12) "Il trequartista lo uso ma è un trequartista mascherato": falso.
Per via della rigidità del suo credo calcistico, Conte non ha in mente cosa sia un trequartista, così come non la aveva Mazzarri. Conte vede il centrocampo come un'entità unica, un singolo, colossale blocco di marmo che non deve essere nemmeno scolpito, ma deve essere ammirato nel suo essere grezzo e immutabile. Il trequartista "mascherato", come Conte aveva definito Barella dopo il pareggio contro l'Atalanta, non è altro che un calciatore, posizionato in un'area vicina alla linea del centrocampo, che ha il compito di fungere da raccondo tra centrocampo e difesa, col compito di rompere il gioco avversario e di portare palla fino all'attacco o di servire l'attaccante o l'esterno per portarli poi all'ultimo passaggio o all'assist vincente. In altre parole, i compiti di un banale, scolastico, centrocampista centrale. Motivo per cui Barella in quel ruolo si trova a suo agio ed Eriksen no.
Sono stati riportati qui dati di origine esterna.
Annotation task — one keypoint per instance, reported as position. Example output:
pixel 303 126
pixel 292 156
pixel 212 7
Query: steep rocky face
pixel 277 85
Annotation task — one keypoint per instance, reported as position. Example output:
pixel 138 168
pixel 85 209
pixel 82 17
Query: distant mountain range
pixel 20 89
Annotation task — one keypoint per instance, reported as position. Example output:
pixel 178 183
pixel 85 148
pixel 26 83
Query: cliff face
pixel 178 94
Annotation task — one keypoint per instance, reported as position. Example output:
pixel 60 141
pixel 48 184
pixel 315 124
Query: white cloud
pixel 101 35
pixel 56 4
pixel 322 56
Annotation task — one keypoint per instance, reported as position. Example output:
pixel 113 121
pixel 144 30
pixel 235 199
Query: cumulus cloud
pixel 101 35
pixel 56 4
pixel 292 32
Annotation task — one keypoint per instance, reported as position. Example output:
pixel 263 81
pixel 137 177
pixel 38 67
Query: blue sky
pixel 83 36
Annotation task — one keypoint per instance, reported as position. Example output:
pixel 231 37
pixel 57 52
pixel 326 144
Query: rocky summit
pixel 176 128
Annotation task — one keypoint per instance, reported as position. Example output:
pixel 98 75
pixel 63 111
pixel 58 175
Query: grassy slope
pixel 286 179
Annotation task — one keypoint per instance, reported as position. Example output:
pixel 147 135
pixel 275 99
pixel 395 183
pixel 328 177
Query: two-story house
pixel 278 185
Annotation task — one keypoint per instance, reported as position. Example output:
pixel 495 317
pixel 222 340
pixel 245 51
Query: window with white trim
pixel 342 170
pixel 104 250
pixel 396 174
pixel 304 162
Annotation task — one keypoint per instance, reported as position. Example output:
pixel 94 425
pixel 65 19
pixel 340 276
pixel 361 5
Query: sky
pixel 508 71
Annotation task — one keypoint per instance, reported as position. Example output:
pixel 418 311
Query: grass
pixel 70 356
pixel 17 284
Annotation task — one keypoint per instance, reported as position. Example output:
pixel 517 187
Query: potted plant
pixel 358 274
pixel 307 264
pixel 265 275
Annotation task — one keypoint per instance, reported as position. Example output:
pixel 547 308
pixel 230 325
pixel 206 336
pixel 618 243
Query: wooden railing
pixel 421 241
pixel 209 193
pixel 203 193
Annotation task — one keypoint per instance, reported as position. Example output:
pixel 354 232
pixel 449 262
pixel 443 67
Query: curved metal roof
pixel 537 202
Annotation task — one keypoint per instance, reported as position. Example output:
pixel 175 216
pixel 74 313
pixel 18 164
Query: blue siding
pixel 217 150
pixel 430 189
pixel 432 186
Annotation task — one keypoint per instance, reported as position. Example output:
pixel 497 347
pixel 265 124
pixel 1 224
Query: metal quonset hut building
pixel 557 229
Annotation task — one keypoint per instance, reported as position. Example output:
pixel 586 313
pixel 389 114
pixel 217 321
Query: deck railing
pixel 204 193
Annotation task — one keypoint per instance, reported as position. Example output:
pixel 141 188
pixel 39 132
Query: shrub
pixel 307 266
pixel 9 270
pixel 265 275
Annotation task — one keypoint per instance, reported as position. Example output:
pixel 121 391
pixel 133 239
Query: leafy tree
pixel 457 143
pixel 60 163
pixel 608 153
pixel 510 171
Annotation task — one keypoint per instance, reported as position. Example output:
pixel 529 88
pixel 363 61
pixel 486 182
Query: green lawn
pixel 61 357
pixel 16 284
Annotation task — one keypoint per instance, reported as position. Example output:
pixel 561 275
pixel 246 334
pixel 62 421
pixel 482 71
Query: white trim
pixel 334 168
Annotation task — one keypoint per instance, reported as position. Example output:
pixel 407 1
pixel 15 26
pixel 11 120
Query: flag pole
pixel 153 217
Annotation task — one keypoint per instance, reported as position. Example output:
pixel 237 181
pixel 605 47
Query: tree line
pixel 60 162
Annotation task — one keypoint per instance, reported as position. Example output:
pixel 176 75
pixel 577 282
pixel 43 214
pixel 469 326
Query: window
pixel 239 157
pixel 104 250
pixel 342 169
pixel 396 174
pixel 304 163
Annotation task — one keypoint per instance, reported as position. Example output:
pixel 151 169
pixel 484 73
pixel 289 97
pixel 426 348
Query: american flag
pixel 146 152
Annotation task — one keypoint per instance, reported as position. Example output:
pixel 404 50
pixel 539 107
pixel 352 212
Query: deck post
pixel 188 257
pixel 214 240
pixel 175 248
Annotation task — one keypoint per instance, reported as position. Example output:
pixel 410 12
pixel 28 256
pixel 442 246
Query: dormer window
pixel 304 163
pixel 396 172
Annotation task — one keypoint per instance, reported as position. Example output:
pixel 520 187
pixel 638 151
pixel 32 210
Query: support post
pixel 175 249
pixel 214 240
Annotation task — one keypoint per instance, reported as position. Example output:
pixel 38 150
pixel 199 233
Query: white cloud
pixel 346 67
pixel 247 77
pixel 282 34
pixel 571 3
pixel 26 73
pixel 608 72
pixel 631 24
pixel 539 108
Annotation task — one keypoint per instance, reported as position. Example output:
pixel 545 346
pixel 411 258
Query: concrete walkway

13) "I giocatori giocano ogni tre giorni, viaggiano con le Nazionali": vero.
Come è vero che è una giustificazione che possono usare tutte le squadre che giocano le coppe e che hanno giocatori convocati in nazionale e che invece non risentono di problemi di natura tattica, ma più che giustificazione, che la Treccani definisce come "l’atto, il fatto di giustificare (nel senso sia di dimostrare sia di riconoscere giusto), e anche di giustificarsi, d’essere giustificato", sarebbe più propriamente definirla per quella che è: una scusa, ovvero una "giustificazione non rispondente a verità, motivo non vero o comunque secondario di un’azione o di un fatto". Molto più calzante.

14) "Lavoriamo sotto questo punto di vista: essere credibili e dare gioia ai tifosi", e questo è l'ultimo mito che mestamente tocca sfatare, è falso. Perché non c'è ombra né di credibilità, dato che i giocatori non sembrano avere un'idea sul cosa fare e come farlo, né c'è l'aria di dare gioia ai tifosi, semmai quella di chiedere loro tempo dopo che si era loro promesso che con l'esperienza si vince e che è meglio sacrificare un anno di un progetto di lungo periodo per alimentare l'egocentrismo di un allenatore. Dall'altro lato di Milano stanno dimostrando l'esatto opposto, e cioè che si vince con la freschezza, con un gruppo coeso e con dei giovani promettenti e che possano portare il Milan in alto per ben più di una stagione.
Inutile sperare che all'Inter si decida di fare lo stesso progetto: gli interisti sono quelli del tutto e subito, quelli che fischiano un primavera all'esordio al primo tocco sbagliato, quelli che dimenticano che Zanetti e Cordoba sono arrivati all'Inter giovanissimi, quelli che si esaltano per l'arrivo di Kolarov e Vidal perché "a quelle cifre sono un affare". Ecco, meglio aggiungere altri due miti da sfatare:

15) "Comprare dei giocatori finiti a poco è un qualcosa che può alzare il tasso tecnico di una squadra che vuole considerarsi di alto livello": falso.
E per finire l'ultimo, stavolta per davvero, ma emblematico:
16) "L'Inter è una squadra da scudetto": falso.
E i motivi sono compresi in tutti e quindici i punti passati.
La speranza è che non servano altri miti da sfatare, ma che si inizi a prendere coscienza della realtà dei fatti: a volte può essere anche più coraggioso di inseguire delle false illusioni.